Yesterday oCUBE hosted their monthly
online journal club during which we discussed this
article from Carl Wieman and colleagues. In this paper, they describe the results of an approach to developing students' (first yr) critical thinking skills when analysing and designing experiments. The cohort under study were first-year physics students from 2012 and 2013 (n~ 130). A limitation of the study is that the experimental and control groups are in different years. However, the investigators seem to have controlled for this with their tests of understanding physical principles - the two cohorts (control and experiment) did not differ significantly between the two years. The interesting finding from this study is that students who were prompted to consider the accuracy of their measurement in relation to how close the data supported the physical model was encouraged over the first few weeks of the course. But the support was gradually removed from the students (instructions from the text/lab manual, then explicit instructions from the instructor and finally no longer included in the marking rubric). What they found was that by the end of the course students in the experimental cohort without being prompted continued to assess their data and develop and implement ways to improve their measurement accuracy and implement these modifications which lead them to consider whether the theoretical model was representative of the data. That is, students no longer just attributed differences between their data and the theory as being due to "human error". And what was remarkable about their findings is that this difference seemed to persist into 2nd yr PHY courses. A limitation of the study is that only ~30 students continued on into 2nd yr PHY but the differences are still striking. Another limitation of the study is that the researchers evaluated students critical thinking from what students had written in lab reports and notebooks. There is the possibility that students were engaged in higher order thinking with their peers when discussing the data but that this analysis never made its way into their writing. It could be that students in the experimental (prompted to think) cohort were encouraged to write this down and include this assessment in their lab reports whereas students in the control never realized that this was something that was valuable and insightful to include in their lab report and notebooks.

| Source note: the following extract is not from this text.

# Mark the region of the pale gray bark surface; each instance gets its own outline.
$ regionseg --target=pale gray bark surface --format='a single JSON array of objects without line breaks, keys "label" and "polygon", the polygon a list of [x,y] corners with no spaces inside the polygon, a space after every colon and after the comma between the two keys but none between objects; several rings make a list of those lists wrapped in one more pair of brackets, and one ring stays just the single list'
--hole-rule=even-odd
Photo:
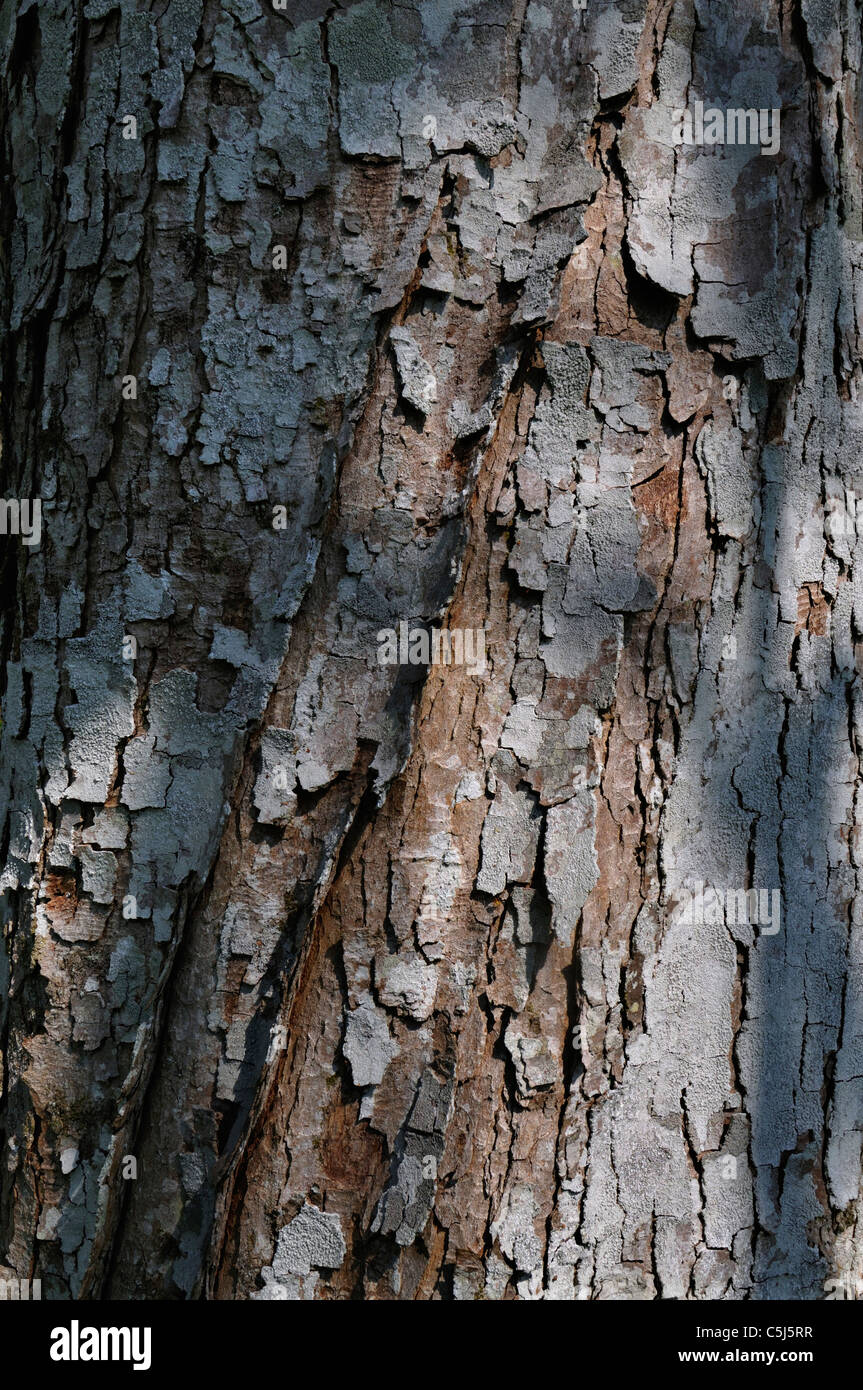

Regardless, the data indicate that by being explicit about the epistemic values in science and how to do the science needs to be made explicit to students. Similar to what I have been finding regarding student awareness of their academic skills being developed in their Augustana degree. The data also suggest the importance of giving students the time in class to reflect on what they are doing/learning. As Kimberly Tanner has written in her
oft-cited article on student metacognition, just because students are being active in their learning doesn't mean they are actively learning. What this means is that the experience (activity) is only meaningful if students are given the opportunity and prompted to reflect on that experience. Without the reflection, students will not necessarily integrate the learning activity into their existing knowledge structure. Learning is a developmental process that takes time to synthesize our learning with our prior experiences/knowledge. What I find ironic, is that our labs in the sciences are ripe with active learning experiences, but that we so often pack the three hours of a lab with activities that students don't have time to process what they are doing leading to the accusation that science labs are just about following a recipe. This is likely true if students are simply following instructions in their lab manual without taking the time to consider why they are doing things they way they are. I think the prompting to think described in this article is a way of breaking the routine so that students are encouraged to consider what, how, and why they are doing things in the lab.
And that should produce a deeper learning experience.